Ich schließe die Augen und lausche einer Musik, die mich aufwühlt, die Emotionen weckt. Spüre den rauen Wind auf den Wangen und empfinde eine unerklärbare Verbundenheit.

4 Kommentare

  1. Ich verstehe Dich…
    Ich bin viel gereist mit der Kirche, mit meinen Pfadfindern, mit Freunden. Viel durch Deutschland und die Welt – nie hatte ich Heimweh! Und ich bin seit meinem 12. Lebensjahr immer alleine ohne Eltern gereist! 1993 war ich das erste mal mit meinen Pfadfindern in Schottland – in den Highlands! Und dann noch mal mit meiner damaligen Freundin. Ich bin dann ein paar Jahre später zu Weihnachten über die Mönkebergstraße in Hamburg geschlendert. Dort stand ein Mann mit Rock und Backpipes und spielte Scotland the Brave… Seit dem Tag weiß ich was Heimweh ist – Heimweh nach „meinem“ Schottland………..
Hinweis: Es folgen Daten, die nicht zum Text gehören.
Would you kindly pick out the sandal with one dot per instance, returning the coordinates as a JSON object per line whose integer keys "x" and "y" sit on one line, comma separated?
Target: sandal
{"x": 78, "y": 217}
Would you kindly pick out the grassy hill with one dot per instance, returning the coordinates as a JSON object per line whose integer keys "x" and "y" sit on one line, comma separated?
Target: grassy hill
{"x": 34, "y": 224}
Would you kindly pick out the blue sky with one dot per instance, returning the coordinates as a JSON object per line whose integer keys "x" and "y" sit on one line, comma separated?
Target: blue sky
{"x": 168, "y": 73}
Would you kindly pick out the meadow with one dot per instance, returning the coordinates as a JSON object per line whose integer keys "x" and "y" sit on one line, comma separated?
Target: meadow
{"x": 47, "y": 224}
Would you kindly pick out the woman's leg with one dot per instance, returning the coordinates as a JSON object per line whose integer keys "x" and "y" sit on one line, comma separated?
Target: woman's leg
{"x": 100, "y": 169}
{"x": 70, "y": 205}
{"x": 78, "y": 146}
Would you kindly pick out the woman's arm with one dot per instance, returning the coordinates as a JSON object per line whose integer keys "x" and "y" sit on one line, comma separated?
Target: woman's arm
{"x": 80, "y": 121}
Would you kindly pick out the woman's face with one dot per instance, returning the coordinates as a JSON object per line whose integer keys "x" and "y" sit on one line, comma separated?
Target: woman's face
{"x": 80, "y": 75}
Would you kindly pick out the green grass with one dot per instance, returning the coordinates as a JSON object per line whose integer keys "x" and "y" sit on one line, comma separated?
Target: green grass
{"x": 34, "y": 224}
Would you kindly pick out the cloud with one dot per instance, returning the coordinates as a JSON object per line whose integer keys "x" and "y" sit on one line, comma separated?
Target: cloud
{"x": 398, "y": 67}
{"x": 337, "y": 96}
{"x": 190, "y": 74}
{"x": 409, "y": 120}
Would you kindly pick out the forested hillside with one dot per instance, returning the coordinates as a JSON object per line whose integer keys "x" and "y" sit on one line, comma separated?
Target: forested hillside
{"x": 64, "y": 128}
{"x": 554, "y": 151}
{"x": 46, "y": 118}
  2. Ganz komisch: Ich hatte immer das Bedürfnis, ’nach Hause‘, sprich‘ zumindest in das Dorf(äh‘ Kreisstadt) zurück zu wollen.

    Vor langer Zeit war ich für mehrere Jahre beruflich in Stuttgart. Job und Kollegen war mehr als toll, die Wohnung gleich neben einem Weinbauern ein Glückstreffer. Mit der S-Bahn in 5 Min. bei der Arbeit, aber ich konnte auch direkt übern Weinberg zu meinem Arbeitsplatz ‚wandern‘. Allerdings gab’s da oben einen Friedhof und ich dachte, nee: Wenn hier nichtmal Platz zum Begraben ist (die Gräber waren treppenförmig und superklein), bist du eine Nummer unter der ganzen Menschendichte… Das ist zu Hause anders.

    Gut, das war nicht der einzige Grund, warum ich zurück ging. Ich hatte mich nicht einleben wollen, kopfmässig war es von Anfang an nur eine ‚Zeit‘, die ich brauchte, um … zu finden, was ich suche?? Die Entscheidung kam sowas von aus dem Bauch heraus und ich bereue sie nicht! Trotzdem es mächtig herbe war und ist und die Suche wohl lebenslang dauert.
    Übrigens stellte sich raus, das es sich bei dem Friedhof um einen Hundefriedhof handelte;-)

    Hier hat sich viel verändert und tut es immernoch vor allen Dingen zum Nachteil.
    Ich kann garnicht richtig sagen, warum ich mich mit dieser Stadt verbunden fühle. Es ist einfach so.
    Vielleicht sind es auch nur Erinnerungen, weil ich weiss, wie es hier früher aussah? Der Fleck auf dem Eckstein in der Innenstadt (hatte ich mit dem ersten Auto gerammt)? Ich weiss es nicht.

  3. @Frollein: Zu große Städte erdrücken mich genauso wie zu kleine – insofern ist Bielefeld ein guter Kompromiss. Wesel, meine Geburtsstadt, ist einfach zu klein – zudem gefallen mir die Erinnerungen, die ich mit der Stadt verbinde, nicht unbedingt.